I know a chief who does not like bike patrols. An officer at a meeting asked him why we weren't utilizing the bike equipment and the certified BP officers we had. The chief replied _"There are many issues with bike patrols, for example If you make an arrest while on bike patrol how are you supposed to transport the arrestee back to the station ?"_ It was met with a 20-second puzzled stare.


----------



## cousteau (Oct 31, 2011)

I should send $290.00 to my dad. He taught me how to ride a bike.


----------



## HuskyH-2 (Nov 16, 2008)

niteowl1970 said:


> I know a chief who does not like bike patrols. An officer at a meeting asked him why we weren't utilizing the bike equipment and the certified BP officers we had. The chief replied _"There are many issues with bike patrols, for example If you make an arrest while on bike patrol how are you supposed to transport the arrestee back to the station ?"_ It was met with a 20-second puzzled stare.
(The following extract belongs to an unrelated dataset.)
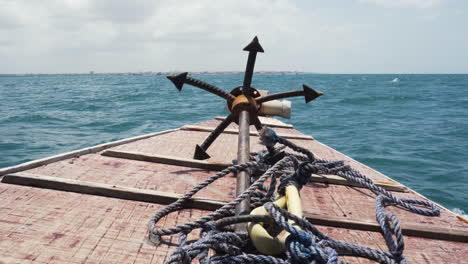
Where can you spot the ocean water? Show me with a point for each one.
(413, 128)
Make him ride on the pegs obviously.....


----------



## me823 (Apr 15, 2009)

I believe the dates are July 23, 24, 25


----------



## LGriffin (Apr 2, 2009)

If you enjoy riding, it is a good class. I took it in about 95' or 96' in Springfield. You ride a little faster through the hood and it's good to learn how to negotiate stairs and fences on wheels. Definitely worth your time.


----------



## Dan Stark (Aug 2, 2005)

I would have to get in shape first....

Sent from my ADR6400L using Tapatalk 2


----------



## LGriffin (Apr 2, 2009)

Dan Stark said:


> I would have to get in shape first....


I've seen some remarkable transformations from those who have tried P90X


----------